午前11時半ごろ、2人は「進さんに1年以上会っていない」とスミ被告を問い詰めたところ、スミ被告はとつとつと「夫は昨年死亡した」と話し始めた。兄らの届け出を受けて、県警真岡署員が同日、居間から進さんの遺体を発見。スミ被告らから事情を聴いた上で、11日に同居の長女(30)と長男(27)の3人を逮捕した。
スミ被告と長男は容疑を認め、長女は「入院していると思っていた」と容疑を否認した。宇都宮地検は1月29日、死体遺棄の罪で村山被告を起訴。長女と長男は不起訴処分とした。地検は処分理由を明らかにしていない。

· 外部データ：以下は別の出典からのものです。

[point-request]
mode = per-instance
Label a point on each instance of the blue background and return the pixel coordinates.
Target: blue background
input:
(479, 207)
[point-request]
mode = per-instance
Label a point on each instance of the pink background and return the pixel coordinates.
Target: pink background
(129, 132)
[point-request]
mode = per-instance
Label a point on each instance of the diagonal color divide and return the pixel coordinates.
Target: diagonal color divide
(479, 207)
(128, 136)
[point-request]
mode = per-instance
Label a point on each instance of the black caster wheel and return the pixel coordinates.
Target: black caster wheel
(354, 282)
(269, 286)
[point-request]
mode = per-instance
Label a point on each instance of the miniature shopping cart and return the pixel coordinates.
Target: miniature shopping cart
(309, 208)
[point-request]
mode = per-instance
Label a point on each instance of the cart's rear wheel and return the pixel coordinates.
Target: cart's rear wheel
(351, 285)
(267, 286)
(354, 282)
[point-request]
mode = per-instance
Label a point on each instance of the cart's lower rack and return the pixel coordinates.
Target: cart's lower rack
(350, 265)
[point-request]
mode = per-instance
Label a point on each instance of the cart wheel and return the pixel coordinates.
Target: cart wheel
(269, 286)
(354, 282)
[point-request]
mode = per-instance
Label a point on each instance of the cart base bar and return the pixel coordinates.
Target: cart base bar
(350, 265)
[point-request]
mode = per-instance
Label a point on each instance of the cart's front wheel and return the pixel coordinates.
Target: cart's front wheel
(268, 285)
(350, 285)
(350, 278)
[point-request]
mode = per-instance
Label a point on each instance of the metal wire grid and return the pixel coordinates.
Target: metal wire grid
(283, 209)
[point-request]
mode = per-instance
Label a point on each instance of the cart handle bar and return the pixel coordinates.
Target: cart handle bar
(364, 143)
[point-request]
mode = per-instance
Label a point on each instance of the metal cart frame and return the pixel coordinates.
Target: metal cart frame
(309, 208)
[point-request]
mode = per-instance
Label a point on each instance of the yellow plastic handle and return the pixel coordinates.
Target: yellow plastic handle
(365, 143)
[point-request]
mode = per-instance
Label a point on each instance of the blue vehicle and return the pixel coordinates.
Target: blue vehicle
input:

起訴状によると、スミ被告は、進さん=当時(60)=が死亡していることに気付いたが、昨年5月ごろ~今年1月10日、遺体を放置、遺棄したとしている。
家族は4人暮らし。近くに住む無職男性(63)も進さんについて、「おとなしい性格。家族でのもめごととかは聞いたことがない。金遣いが荒いとか借金があるとかいう話も聞いたことがない」。自営業の男性(64)は「家のもめ事を聞いたこともない」と首をかしげる。
県警によると、遺体は布団が顔の上まで掛けられていた。
スミ被告は「昨年1月ごろ、(進さんが)弱っているようだった。春ごろから異臭がするようになった」と供述。病気で衰弱した進さんを居間に放置し、その後は、居間や隣の台所は使わず、浴室脱衣場を台所代わりに使っていたと供述している。

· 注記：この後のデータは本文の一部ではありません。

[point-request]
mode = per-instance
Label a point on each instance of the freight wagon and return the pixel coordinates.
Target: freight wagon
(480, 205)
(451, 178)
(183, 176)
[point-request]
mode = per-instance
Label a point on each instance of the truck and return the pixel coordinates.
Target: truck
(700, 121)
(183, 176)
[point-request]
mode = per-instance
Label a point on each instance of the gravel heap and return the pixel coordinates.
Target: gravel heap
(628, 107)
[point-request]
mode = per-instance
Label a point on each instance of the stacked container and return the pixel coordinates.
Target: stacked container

放置した動機については、「夫に10年以上、家庭内暴力を受けた」と話したスミ被告は「夫が嫌いだった」と説明したという。家庭内暴力について、子供2人の供述とも矛盾はないという。
進さんは年金を受給する年齢には達しておらず、死亡を隠して年金や生活保護を不正受給するのが目的ではなかったと捜査関係者は見ている。家族3人は働いており、「収入もそれなりにある」(捜査関係者)という。
捜査関係者によると、スミ被告は「全て私の責任」、長男は「気付いたときに相談し、葬式を上げればよかった。罪悪感でいっぱい」と反省の態度を示したというが、なぜ、一つ屋根の下で父の遺体と暮らし続けたのか。
捜査関係者は「一緒に食事をするとか、仲の良い普通の家族ではなかったようだ」と話す。弱った進さんは妻や子供からも顧みられず、家庭内別居の状態から、正確な死亡時期も分からぬ家庭内孤独死へと至った。不可解な家族のカタチは、いまも謎のままだ。